Peu s'en fallut que le roi de Navarre, que nous appellerons maintenant du beau nom de Henri IV, ne fît en ce moment même une triste épreuve de cette parole prophétique; et c'est ici que se fait voir le véritable caractère de la ligue générale de la France, si différente de la ligue particulière de Paris. À peine Henri III eut-il rendu le dernier soupir, qu'une fermentation sourde agita l'armée, et que toute cette noblesse catholique, qui avoit suivi avec tant d'ardeur le feu roi à la conquête de sa capitale, parut disposée à abandonner son successeur. Quelques-uns sans doute voulurent profiter de la circonstance pour faire acheter leurs services; mais l'événement prouva que le plus grand nombre n'écoutoit que son zèle religieux, et se faisoit scrupule de servir un roi huguenot. Ceux-ci le lui déclarèrent avec franchise et fermeté; et pour les ramener, il lui fallut toute la force de son caractère et toute l'adresse de sa politique. Il y réussit en grande partie, toutefois sous la promesse, confirmée par serment, de maintenir dans le royaume la religion catholique, sans rien innover à cet égard[159], de se faire instruire, et de se soumettre aux décisions d'un concile général ou national avant six mois. Cependant la défection de d'Épernon, que des mécontentements particuliers, plus que des motifs de religion, déterminèrent à se retirer avec ses troupes dans son gouvernement, fut d'un mauvais exemple pour plusieurs qui l'imitèrent, ce qui affoiblit tellement l'armée du roi, qu'il se vit dans la nécessite de lever le siége de Paris. Après avoir mis ordre aux affaires les plus pressantes, nommé ou confirmé dans les divers emplois les officiers civils ou militaires de provinces qui reconnoissoient sa domination, il partagea ses troupes en trois corps, dont les deux premiers furent envoyés en Champagne, tandis qu'à la tête du troisième, il se dirigea vers la Normandie pour y faire sa jonction avec l'armée auxiliaire que l'Angleterre avoit promis de lui envoyer.

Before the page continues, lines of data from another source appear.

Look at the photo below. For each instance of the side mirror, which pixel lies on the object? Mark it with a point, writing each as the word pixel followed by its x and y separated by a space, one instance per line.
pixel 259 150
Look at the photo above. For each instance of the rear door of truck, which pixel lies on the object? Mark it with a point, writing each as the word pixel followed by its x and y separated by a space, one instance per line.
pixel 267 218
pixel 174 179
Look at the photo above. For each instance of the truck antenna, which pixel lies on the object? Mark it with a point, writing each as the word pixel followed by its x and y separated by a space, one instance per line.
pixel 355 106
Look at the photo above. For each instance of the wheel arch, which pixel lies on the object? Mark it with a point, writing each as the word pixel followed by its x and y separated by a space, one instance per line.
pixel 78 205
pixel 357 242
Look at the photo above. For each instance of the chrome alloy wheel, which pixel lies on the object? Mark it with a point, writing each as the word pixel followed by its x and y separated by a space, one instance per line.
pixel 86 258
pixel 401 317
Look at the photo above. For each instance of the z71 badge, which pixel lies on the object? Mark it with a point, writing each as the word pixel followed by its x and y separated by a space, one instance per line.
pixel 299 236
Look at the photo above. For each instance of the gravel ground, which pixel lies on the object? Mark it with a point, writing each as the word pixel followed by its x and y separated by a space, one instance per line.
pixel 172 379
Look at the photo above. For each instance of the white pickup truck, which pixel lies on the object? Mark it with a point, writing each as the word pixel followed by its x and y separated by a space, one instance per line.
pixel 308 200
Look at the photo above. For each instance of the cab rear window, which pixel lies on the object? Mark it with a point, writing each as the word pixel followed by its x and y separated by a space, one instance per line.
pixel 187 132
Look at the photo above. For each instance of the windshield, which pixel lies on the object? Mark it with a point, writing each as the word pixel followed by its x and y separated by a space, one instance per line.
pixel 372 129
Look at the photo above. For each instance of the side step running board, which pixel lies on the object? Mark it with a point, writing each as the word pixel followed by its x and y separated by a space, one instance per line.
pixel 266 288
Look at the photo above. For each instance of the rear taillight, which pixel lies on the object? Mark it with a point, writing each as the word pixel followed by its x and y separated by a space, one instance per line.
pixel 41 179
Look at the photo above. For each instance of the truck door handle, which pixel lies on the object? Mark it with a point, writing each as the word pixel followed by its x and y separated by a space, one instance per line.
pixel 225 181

Cependant la nouvelle de la mort de Henri III avoit été reçue à Paris avec les transports d'une joie frénétique. On y alluma des feux comme dans les réjouissances publiques; les prédicateurs élevèrent jusqu'au ciel le parricide de Jacques Clément, qu'ils présentèrent à la populace comme un martyr de la religion, et dont les images furent placées dans toutes les églises, et jusque sur les autels. Ainsi s'accroissoit le fanatisme de cette multitude. Les Seize et la duchesse de Montpensier l'excitoient par tous les moyens qu'ils pouvoient imaginer; Mayenne ne s'opposoit point à des excès qu'il considéroit comme autant de nouveaux liens qui attachoient sans retour les Parisiens à sa cause; et au milieu des emportements auxquels ils se livroient, ce chef de parti réfléchissoit avec tout ce qu'il avoit de prudence et de sagacité, sur le parti qu'il lui convenoit de prendre. Dans son enthousiasme pour le frère de son héros, le peuple voulut encore le faire roi: il se garda bien d'accepter un titre périlleux, qui, même dans sa propre famille, lui auroit été contesté, et dont le résultat eût été de lui enlever à l'instant même l'appui de la Savoie et de l'Espagne; l'aversion mutuelle qui existoit depuis long-temps entre les François et les Espagnols, l'éloignoit encore davantage de donner à la France un roi de cette nation, malgré le désir ardent qu'en avoit Philippe II: des deux parts, il ne voyoit que péril pour sa fortune ou pour son autorité; tandis qu'en donnant la couronne au cardinal de Bourbon, à qui, dans l'état actuel des choses, et au défaut de Henri IV que repoussoient à la fois et le pape et la ligue et tous les états catholiques, elle appartenoit légitimement, il maintenoit le bon droit et affermissoit son autorité, l'exerçant alors au nom d'un foible prince, en ce moment prisonnier de son rival, qui sans doute ne lui rendroit jamais la liberté.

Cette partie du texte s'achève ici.